What
do we really know about capitalism, according to Karl Marx? -- Easy! Here we
go:
"Marx
saw capitalism as a historically specific mode of production, in which
capital becomes the dominant mode. The capitalist stage of development,
or bourgeois society, for Marx, represented the most advanced form of
social organization to date." (Wikipedia.)
Karl Marx is
occasionally called the last of the classical economists, (by scholars
who are proudly striving after political neutrality and scientific objectivity)
the now apparently extinct, illustrious breed that started with the eminently
respectable Adam Smith. "Following Smith, Marx drew an
explicit distinction between the use value of commodities and their
market exchange value. In Marx’s view, capital is created with
the purchase of commodities for the purpose of creating new ones, with a higher
exchange value than the sum of the original purchases. The use of labor power,
under capitalism, becomes a commodity. The exchange value of labor
power, as reflected in the wage, is less than the value that it produces for
the capitalist. This difference in values, Marx says, constitutes surplus
value, which the capitalists extract and accumulate. In Das Kapital,
the capitalist mode of production is distinguished by how the owners of
capital extract such surplus from workers, all prior societies had extracted
the surplus labor, but capitalism according to Marx was new in doing so
via the sale-value of produced commodities."
Encyclopedia
Britannica qualifies Marx’s title as the
last of the classical economists by the claim that his economics is
anchored not in the real and changing world, but in the created world
of Smith and Ricardo. Their labor theory of value maintaining that
products are exchanged in a certain proportion to their labor costs, leads Marx
to the logical conclusion in his theory of surplus value that labor
alone creates all value, and all profits. The implicit conclusion is that
Marx’s economic theory rests and depends on the imported and now completely
outdated postulate of the classical economy.
Leaving aside
the validity of this conclusion for the science of economics (which shows such
a remarkable range of conflicting opinions that I fail to see why the classical
view should be thus discriminated against at all!), what is of biggest
importance to me is that right here, in Marx’s leap from the labor theory of
value to the theory of surplus value, he is actually making a giant
leap from an ethically neutral economic theory to the historically portentous
venture of imbuing economics as-such with moral valuation.
"For
him, this cycle of the extraction of surplus value by the owners of
capital, or the bourgeoisie, becomes the basis of class struggle. This
argument is intertwined however with his labor theory of value,
asserting that labor is the source of all value, and thus of profit.
This point is contested by most current economists, including some of the
contemporary Marxist economists. One line of subsequent Marxist thinking sees
the centrally-planned economic systems of existing communist societies, still
based on exploitation of labor as state capitalism.
"Some
20th century Marxian economists consider capitalism to be a social formation
where capitalist class processes dominate but are not exclusive.

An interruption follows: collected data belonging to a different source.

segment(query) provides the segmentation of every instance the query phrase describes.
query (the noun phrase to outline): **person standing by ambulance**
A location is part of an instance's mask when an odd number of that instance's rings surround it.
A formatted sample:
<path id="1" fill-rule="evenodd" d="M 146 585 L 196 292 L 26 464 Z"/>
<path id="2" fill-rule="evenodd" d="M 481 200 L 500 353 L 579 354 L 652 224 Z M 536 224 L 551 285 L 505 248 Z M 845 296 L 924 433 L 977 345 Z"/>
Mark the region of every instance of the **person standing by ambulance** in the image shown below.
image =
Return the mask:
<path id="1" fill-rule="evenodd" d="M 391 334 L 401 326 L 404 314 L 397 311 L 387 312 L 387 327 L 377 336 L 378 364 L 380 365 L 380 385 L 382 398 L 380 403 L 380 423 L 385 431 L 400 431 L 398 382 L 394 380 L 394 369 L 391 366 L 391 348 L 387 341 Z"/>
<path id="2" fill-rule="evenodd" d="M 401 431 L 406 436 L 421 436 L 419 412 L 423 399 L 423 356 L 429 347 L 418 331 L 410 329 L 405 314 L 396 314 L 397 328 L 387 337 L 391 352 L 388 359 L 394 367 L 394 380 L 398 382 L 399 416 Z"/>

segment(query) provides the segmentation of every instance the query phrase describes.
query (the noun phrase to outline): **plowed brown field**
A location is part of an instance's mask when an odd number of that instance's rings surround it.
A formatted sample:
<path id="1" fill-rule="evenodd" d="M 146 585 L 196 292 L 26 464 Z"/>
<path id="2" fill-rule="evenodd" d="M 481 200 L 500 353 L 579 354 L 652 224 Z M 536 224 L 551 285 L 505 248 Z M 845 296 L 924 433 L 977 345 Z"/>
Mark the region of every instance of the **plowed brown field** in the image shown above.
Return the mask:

Capitalist
class processes to them are simply such where surplus labor takes the form
of surplus value usable as capital; other tendencies for utilization of
labor nonetheless exist simultaneously in existing societies where capitalist
processes are predominant."
The
earlier-stated claim that Marx was the last of the classical economists is
by no means contradicted by the existence of a host of minor economists called
Marxian or neo-Marxian economists. On the one hand, this fact testifies to
their lack of originality, an inability to chart their own course and earn
their own name tag in science. On the other hand, to call any economist a Marxian,
or Marxist, economist is to say that he (or she) holds the value judgment that
it is ethically improper for property owners in a capitalist society to derive
their income solely from the fact of such ownership.
In
other words, we are no longer dealing with an ethically neutral economic theory
here, but plunge right into the heat of an Armageddon-type of battle, where the
outcome is all too clearly predetermined, leaving no room for further argument.
So,
what do we really know about Karl Marx and Marxism? No, this time not in
those fancy words about productive forces and industrial relations.
What about Karl Marx as an ethical philosopher? Not much, I am afraid,
if anything at all, as far as the general public is concerned… not even the
all-wrong stuff of the more “familiar” aspects. However, anyone who looks at
Marx not as an “outdated” economist, but as a bona fide ethical philosopher,
will be able to realize right away that the rumors about Marx’s death are far
away from the reality of life, that his ghost is very much alive and well, and
even scarier than ever… Which is only natural. It is too easy to dismiss a scientific
theory as hopelessly outdated and destined to be forgotten, but the key ethical
debate over what is good and what is evil will never draw to a
close. Indeed, it will keep running its course with an undiminished and, perhaps,
on the contrary, an ever-growing strength, until the end of time.